Driverless vehicles and other logistics optimizations
Driverless vehicles are already being tested at some warehouses and manufacturing facilities. This will undoubtedly grow. Driverless vehicles not only reduce the cost of manual labor, but they can also increase fulfillment efficiency while making a warehouse more environmentally friendly, which is especially useful when offsetting or lowering emissions is a company goal.
Tesla is working on a driverless semi-truck that has the potential to revolution warehousing, logistics, distribution, and transportation in every physical product industry – not just food and beverage.
There’s even a viral video of the driverless semi supposedly driving down a highway in the Bay Area.
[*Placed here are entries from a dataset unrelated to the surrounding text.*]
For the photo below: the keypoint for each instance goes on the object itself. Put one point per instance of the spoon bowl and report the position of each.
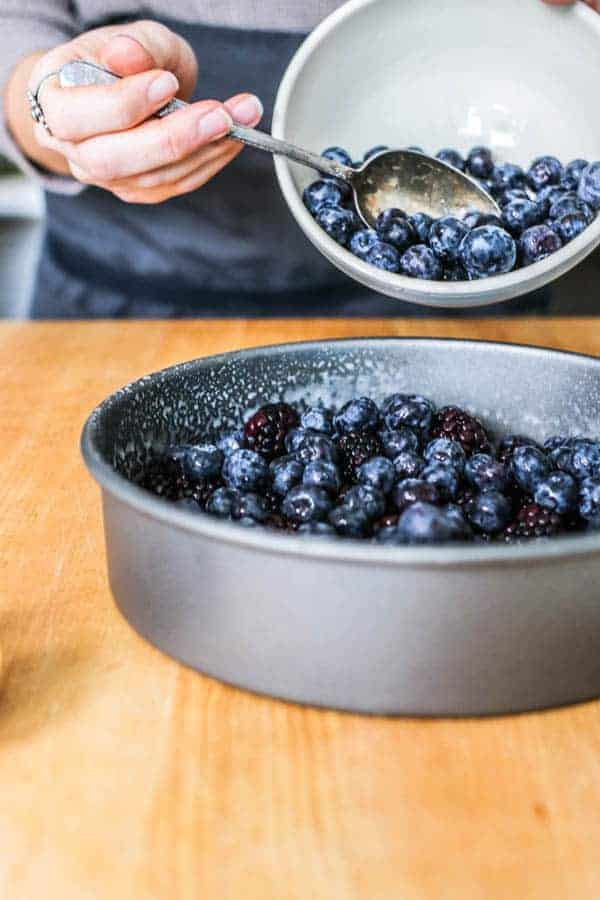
(398, 178)
(517, 77)
(415, 183)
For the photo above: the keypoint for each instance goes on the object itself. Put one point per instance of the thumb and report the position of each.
(145, 45)
(124, 55)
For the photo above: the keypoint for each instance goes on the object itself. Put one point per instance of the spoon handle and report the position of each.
(78, 73)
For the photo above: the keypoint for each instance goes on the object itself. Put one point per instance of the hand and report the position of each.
(105, 133)
(595, 4)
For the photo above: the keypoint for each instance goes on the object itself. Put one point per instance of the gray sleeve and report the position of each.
(27, 26)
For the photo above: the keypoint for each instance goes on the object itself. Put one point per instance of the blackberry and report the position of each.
(164, 477)
(464, 496)
(533, 521)
(456, 424)
(265, 431)
(355, 448)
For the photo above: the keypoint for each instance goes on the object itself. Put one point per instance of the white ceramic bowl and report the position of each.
(518, 75)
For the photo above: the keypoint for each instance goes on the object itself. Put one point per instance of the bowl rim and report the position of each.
(461, 294)
(451, 556)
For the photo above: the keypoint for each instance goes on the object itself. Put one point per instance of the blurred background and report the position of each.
(21, 226)
(22, 210)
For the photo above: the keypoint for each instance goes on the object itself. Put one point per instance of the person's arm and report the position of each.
(105, 135)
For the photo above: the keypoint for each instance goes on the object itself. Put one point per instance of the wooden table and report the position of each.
(124, 775)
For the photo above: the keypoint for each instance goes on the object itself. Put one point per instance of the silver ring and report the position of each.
(33, 98)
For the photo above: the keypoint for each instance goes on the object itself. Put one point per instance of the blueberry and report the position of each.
(317, 418)
(557, 440)
(316, 446)
(200, 462)
(423, 523)
(245, 470)
(388, 535)
(408, 464)
(543, 171)
(378, 472)
(316, 529)
(488, 251)
(322, 474)
(414, 490)
(452, 158)
(489, 512)
(220, 501)
(294, 438)
(507, 175)
(320, 192)
(589, 499)
(338, 154)
(340, 224)
(572, 174)
(589, 186)
(537, 243)
(357, 415)
(445, 478)
(570, 226)
(232, 440)
(189, 504)
(350, 522)
(455, 272)
(549, 195)
(513, 194)
(445, 237)
(384, 256)
(421, 262)
(362, 241)
(421, 224)
(486, 473)
(480, 162)
(246, 505)
(529, 466)
(476, 219)
(509, 444)
(394, 442)
(306, 504)
(380, 148)
(561, 455)
(365, 498)
(584, 460)
(286, 472)
(394, 228)
(521, 214)
(408, 409)
(558, 492)
(447, 452)
(570, 202)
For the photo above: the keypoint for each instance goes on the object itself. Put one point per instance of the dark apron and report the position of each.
(231, 248)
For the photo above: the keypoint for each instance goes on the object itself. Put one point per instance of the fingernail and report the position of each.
(248, 111)
(162, 87)
(214, 124)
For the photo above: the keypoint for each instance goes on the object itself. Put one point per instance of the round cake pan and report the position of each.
(444, 73)
(456, 630)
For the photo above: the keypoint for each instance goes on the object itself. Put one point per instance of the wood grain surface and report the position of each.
(124, 775)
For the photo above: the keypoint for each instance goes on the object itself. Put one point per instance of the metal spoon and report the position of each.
(406, 179)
Besides Tesla, Einride, Daimler and Volkswagen are also developing autonomous driving solutions.
Undoubtedly, as these advancements progress, they will hit warehouses across the globe long before they’ll ever be used by consumers. No legal approval is needed for the use of driverless technology inside of private warehouses, but we’re a long way off before we see our parents chauffeured around town by a driverless care.
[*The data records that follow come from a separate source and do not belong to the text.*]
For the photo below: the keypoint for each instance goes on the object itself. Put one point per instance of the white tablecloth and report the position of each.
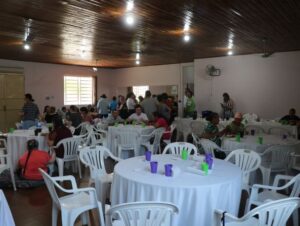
(251, 142)
(112, 132)
(6, 218)
(16, 143)
(197, 196)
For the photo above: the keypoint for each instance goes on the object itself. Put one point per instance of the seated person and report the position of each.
(33, 159)
(114, 118)
(212, 132)
(291, 118)
(236, 126)
(138, 116)
(60, 131)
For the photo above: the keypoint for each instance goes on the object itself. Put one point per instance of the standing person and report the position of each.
(227, 106)
(131, 102)
(113, 104)
(103, 106)
(122, 108)
(149, 105)
(190, 106)
(30, 112)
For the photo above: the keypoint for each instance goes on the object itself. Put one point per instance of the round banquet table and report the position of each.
(250, 142)
(113, 130)
(195, 194)
(16, 143)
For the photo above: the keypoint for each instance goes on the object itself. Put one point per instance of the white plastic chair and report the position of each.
(5, 162)
(271, 193)
(209, 147)
(70, 146)
(155, 146)
(93, 157)
(274, 213)
(127, 140)
(275, 159)
(279, 131)
(143, 213)
(258, 129)
(78, 201)
(248, 161)
(177, 147)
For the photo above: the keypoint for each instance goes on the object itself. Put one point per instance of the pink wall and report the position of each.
(266, 86)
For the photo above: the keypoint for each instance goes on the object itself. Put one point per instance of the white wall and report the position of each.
(266, 86)
(47, 80)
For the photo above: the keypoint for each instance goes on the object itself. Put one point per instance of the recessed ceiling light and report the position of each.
(186, 38)
(26, 46)
(129, 19)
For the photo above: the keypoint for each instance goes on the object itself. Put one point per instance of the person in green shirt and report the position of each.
(190, 106)
(236, 126)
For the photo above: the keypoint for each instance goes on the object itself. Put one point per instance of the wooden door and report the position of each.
(11, 98)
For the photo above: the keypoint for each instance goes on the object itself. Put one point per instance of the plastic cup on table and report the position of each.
(153, 166)
(168, 170)
(148, 155)
(184, 154)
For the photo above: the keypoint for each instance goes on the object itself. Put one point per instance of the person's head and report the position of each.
(213, 118)
(28, 97)
(57, 122)
(52, 110)
(292, 111)
(147, 94)
(226, 97)
(138, 109)
(84, 111)
(238, 117)
(32, 144)
(115, 114)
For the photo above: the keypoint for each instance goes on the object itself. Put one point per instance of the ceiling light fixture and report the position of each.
(186, 37)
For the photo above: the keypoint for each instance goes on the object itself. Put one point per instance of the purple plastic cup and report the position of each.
(153, 166)
(168, 170)
(148, 155)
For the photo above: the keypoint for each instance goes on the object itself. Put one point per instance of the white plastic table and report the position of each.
(6, 218)
(16, 143)
(251, 142)
(196, 195)
(113, 130)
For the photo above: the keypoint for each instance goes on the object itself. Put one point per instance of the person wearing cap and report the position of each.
(30, 112)
(236, 126)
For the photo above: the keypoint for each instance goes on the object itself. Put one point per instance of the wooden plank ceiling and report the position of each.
(94, 32)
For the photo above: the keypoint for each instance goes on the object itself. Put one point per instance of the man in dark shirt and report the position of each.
(291, 118)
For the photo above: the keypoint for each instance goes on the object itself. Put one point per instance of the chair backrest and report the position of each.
(209, 146)
(70, 146)
(143, 213)
(51, 187)
(177, 147)
(275, 213)
(247, 160)
(256, 128)
(278, 156)
(279, 131)
(93, 157)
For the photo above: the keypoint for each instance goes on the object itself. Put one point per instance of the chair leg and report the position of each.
(54, 215)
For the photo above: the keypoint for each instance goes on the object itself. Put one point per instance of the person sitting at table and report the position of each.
(138, 116)
(60, 131)
(236, 126)
(291, 118)
(30, 112)
(212, 133)
(114, 118)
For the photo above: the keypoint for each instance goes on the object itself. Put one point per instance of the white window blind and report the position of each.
(78, 90)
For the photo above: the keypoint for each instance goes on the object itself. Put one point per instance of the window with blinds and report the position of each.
(78, 90)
Other logistical optimizations include improving warehouse layout and storage, knowing when to move product to different warehouse areas and locations, advanced shipping of products to locations where they’re predicted to be needed (the way Amazon does to get those Amazon Prime orders to customers on time), and more.
Across any industry, some of the top benefits of AI when it comes to logistics are:
- Predictive capabilities – SCM workers are able to know what product needs to be where and when.
- Robotics – Robots help with tracking, moving, and locating products.
- Better data – with AI, all forms of data can be made cleaner and more usable so that humans can make faster decisions without having to first process and spruce up the data.
One of the key use cases for AI in the food and beverage industry is offering better visibility into what consumers need and how frequently. Currently, data silos between marketing and product creation can negatively impact sales.
Better consumer visibility should be able to come from a variety of different sources: federal or demand forecasts for certain products and trends, private demand forecasts that manufacturers and brands can purchase, sales data from retailers, demand statistics from real product orders, and more.
Without AI, it would be nearly impossible for humans to integrate, clean, and utilize all of these disparate data sources. But with AI, product manufacturers can pull in all of valuable the data sources they can possibly get their hands on and feed them to a smart algorithm that helps them make better decisions in order to make sure products are available to consumers but don’t go to waste.
The worst consequences of a supply chain that lacks advanced processes and technology are:
- Inability to meet consumer demands for a product, frustrating retailers and consumers, and missing out on revenue.
- Products that go to waste and can’t be sold due to an oversupply, thus cutting into profits.
- Products being slow to arrive in the locations where they’re needed, slowing lead times and causing undue stress and transportation costs to increase.
- Warehousing costs unnecessarily rising due to poor warehouse utilization.
While the above applications of AI are still in their relative infancy, they all hold enormous potential for the food and beverage companies who use them effectively to streamline their supply chains.